The Madden Julian Oscillation (MJO) interacts with the El Nino Southern Oscillation (ENSO - El Nino/La Nina) to enhance or suppress it. Both the MJO and ENSO are oscillations, but El Nino is a longer wavelength (timeframe) oscillation (running 1-2 years) and tends to be relatively stationary (over the Pacific) while the MJO is shorter (running about 20 days) and travels around the planet on the equator. This means the MJO oscillates between Active and Inactive states while traveling east over the Pacific and over a base ENSO state (be it El Nino, La NIna or neutral). When components of the MJO are in-phase with the same components of ENSO, the MJO can enhance ENSOs impact (or 'constructively interfere' using NOAA terminology). When they are out of phase, the MJO can suppress (or 'destructively interfere') ENSOs effects temporarily. The Active state of the MJO is tracked by it's position on the equator circumscribing the planet. There are 8 positions or Phases, each being 45 degrees in width (roughly 2700 nmiles). Phase 1 of the cycle starts over equatorial West Africa, progressing to Phase 2 over equatorial East Africa to Phase 3 over the mid-Indian Ocean continuing east around the globe until one returns to Phase 1.
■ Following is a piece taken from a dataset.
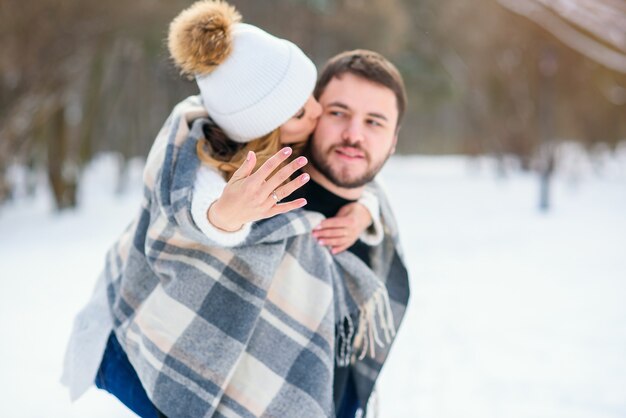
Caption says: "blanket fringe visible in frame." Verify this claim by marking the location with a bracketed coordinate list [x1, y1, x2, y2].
[354, 289, 396, 360]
For example, assume the current base state of the equatorial Pacific is El Nino. As such, from a wind perspective, the bias is towards westerly anomalies over the entire region (or at least suppressed trades). That means westerly anomalies (or an offshore flow relative to the West Pacific) creates upwelling (cooler than normal water temps, less precipitation and relatively higher pressure) there, and onshore anomalies in the east near the Galapagos, creating downwelling, resulting in warmer than normal water temperatures, enhancing precipitation from the dateline eastward resulting in lower relative pressure. The leading edge of the Active Phase of the MJO produces easterly anomalies and suppresses precipitation, while at it's core, peak precipitation and neutral wind anomalies occur. The trailing edge of the Active Phase produces westerly anomalies and gradually drying conditions.
As the leading edge of the Active Phase moves from Indonesia over the West Pacific (Phase 3-4), it's tendency to create easterly anomalies and suppress precipitation interacts with El Nino's base state, that consists of westerly anomalies and less precip, netting out neutral wind anomalies and dry conditions (i.e. The leading edge of the MJO suppresses the westerly anomalies in the El Nino base state). As the core of the Active State moves over the West Pacific/dateline region (Phase 5-6) precipitation starts building there, driven by the MJO and somewhat by ENSO, and westerly anomalies already in play from the El Ninos base start get enhanced by the MJOs own tendency to create westerly anomalies in the far West Pacific. As the MJO moves east the potential for peak rain moves over and east of the dateline while peak interaction of El Ninos west winds base state becomes enhanced by the MJO's own tendency to generate westerly anomalies (Phase 6-7). Think development of a westerly wind burst in the KWGA supporting Kelvin Wave production. As the Active Phase continues east, peak precipitation potential moves to the East Pacific enhancing the already present precipitation potential being generated by El Nino. And the interaction of MJO westerly anomalies enhances El Nino produced westerly anomalies over the Central and East Pacific (Phase 7, 8), but east of the KWGA, with support for Kelvin Wave production fading. At the same time the Inactive Phase of the MJO starts setting up in the West Pacific, suppressing precipitation over the El Nino base state (which is already suppressing precipitation), and easterly anomalies start interacting with the ENSO westerly anomaly base state, netting out neutral winds anomalies. And the cycle begins again.
The MJO is a short oscillation lasting 20-60 days. It operates on top of an oscillation lasting one year (the Seasons - Fall, Winter Spring and Summer). Likewise El Nino/La Nina are the opposite ends of a 2-7 year oscillation that operates on top of a 15-30 year base cycle called the Pacific Decadal Oscillation (PDO). If you think about it, at any point in time there are 4 oscillations interacting to influence our atmosphere in the form of what we call weather. When the wavelengths line up, the atmospheric effects and influence are amplified. When they are out of phase, weather production is suppressed. It's a carefully orchestrated balancing act all designed to regulate temperature.